CephFS Snapshot Mirroring¶
CephFS supports asynchronous replication of snapshots to a remote CephFS file system via cephfs-mirror tool. Snapshots are synchronized by mirroring snapshot data followed by creating a snapshot with the same name (for a given directory on the remote file system) as the snapshot being synchronized.
Requirements¶
The primary (local) and secondary (remote) Ceph clusters version should be Pacific or later.
Creating Users¶
Start by creating a user (on the primary/local cluster) for the mirror daemon. This user requires write capability on the metadata pool to create RADOS objects (index objects) for watch/notify operation and read capability on the data pool(s):
$ ceph auth get-or-create client.mirror mon 'profile cephfs-mirror' mds 'allow r' osd 'allow rw tag cephfs metadata=*, allow r tag cephfs data=*' mgr 'allow r'
Create a user for each file system peer (on the secondary/remote cluster). This user needs to have full capabilities on the MDS (to take snapshots) and the OSDs:
$ ceph fs authorize <fs_name> client.mirror_remote / rwps
This user should be used (as part of peer specification) when adding a peer.
Starting Mirror Daemon¶
Mirror daemon should be spawned using systemctl(1) unit files:
$ systemctl enable cephfs-mirror@mirror
$ systemctl start cephfs-mirror@mirror
cephfs-mirror daemon can be run in foreground using:
$ cephfs-mirror --id mirror --cluster site-a -f
Note
The user specified here is mirror, the creation of which is described in the Creating Users section.
Multiple cephfs-mirror
daemons may be deployed for concurrent
synchronization and high availability. Mirror daemons share the synchronization
load using a simple M/N
policy, where M
is the number of directories
and N
is the number of cephfs-mirror
daemons.
When cephadm
is used to manage a Ceph cluster, cephfs-mirror
daemons can be
deployed by running the following command:
ceph orch apply cephfs-mirror
To deploy multiple mirror daemons, run a command of the following form:
ceph orch apply cephfs-mirror --placement=<placement-spec>
For example, to deploy 3 cephfs-mirror daemons on different hosts, run a command of the following form:
$ ceph orch apply cephfs-mirror --placement="3 host1,host2,host3"
Interface¶
The Mirroring module (manager plugin) provides interfaces for managing directory snapshot mirroring. These are (mostly) wrappers around monitor commands for managing file system mirroring and is the recommended control interface.
Mirroring Module¶
The mirroring module is responsible for assigning directories to mirror daemons for synchronization. Multiple mirror daemons can be spawned to achieve concurrency in directory snapshot synchronization. When mirror daemons are spawned (or terminated), the mirroring module discovers the modified set of mirror daemons and rebalances directory assignments across the new set, thus providing high-availability.
Note
Deploying a single mirror daemon is recommended. Running multiple daemons is untested.

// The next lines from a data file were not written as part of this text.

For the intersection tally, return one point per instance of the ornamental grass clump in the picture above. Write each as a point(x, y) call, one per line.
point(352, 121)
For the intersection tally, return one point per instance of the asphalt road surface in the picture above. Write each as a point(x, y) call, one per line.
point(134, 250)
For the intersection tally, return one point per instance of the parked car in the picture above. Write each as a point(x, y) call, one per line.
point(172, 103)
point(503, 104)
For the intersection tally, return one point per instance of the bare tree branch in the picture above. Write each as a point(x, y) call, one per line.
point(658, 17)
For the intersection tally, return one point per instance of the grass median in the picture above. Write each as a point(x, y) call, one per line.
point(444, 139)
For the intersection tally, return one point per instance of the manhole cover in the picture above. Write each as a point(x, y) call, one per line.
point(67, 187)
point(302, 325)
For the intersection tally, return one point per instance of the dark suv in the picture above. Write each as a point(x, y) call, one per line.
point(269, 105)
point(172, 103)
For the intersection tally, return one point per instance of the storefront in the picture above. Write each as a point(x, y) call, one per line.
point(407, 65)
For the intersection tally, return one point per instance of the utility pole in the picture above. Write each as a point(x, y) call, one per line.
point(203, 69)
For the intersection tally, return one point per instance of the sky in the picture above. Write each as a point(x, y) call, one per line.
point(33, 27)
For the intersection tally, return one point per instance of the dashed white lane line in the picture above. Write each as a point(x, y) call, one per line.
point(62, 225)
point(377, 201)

The mirroring module is disabled by default. To enable the mirroring module, run the following command:
ceph mgr module enable mirroring
The mirroring module provides a family of commands that can be used to control the mirroring of directory snapshots. To add or remove directories, mirroring must be enabled for a given file system. To enable mirroring for a given file system, run a command of the following form:
ceph fs snapshot mirror enable <fs_name>
Note
“Mirroring module” commands are prefixed with fs snapshot mirror
.
This distinguishes them from “monitor commands”, which are prefixed with fs
mirror
. Be sure (in this context) to use module commands.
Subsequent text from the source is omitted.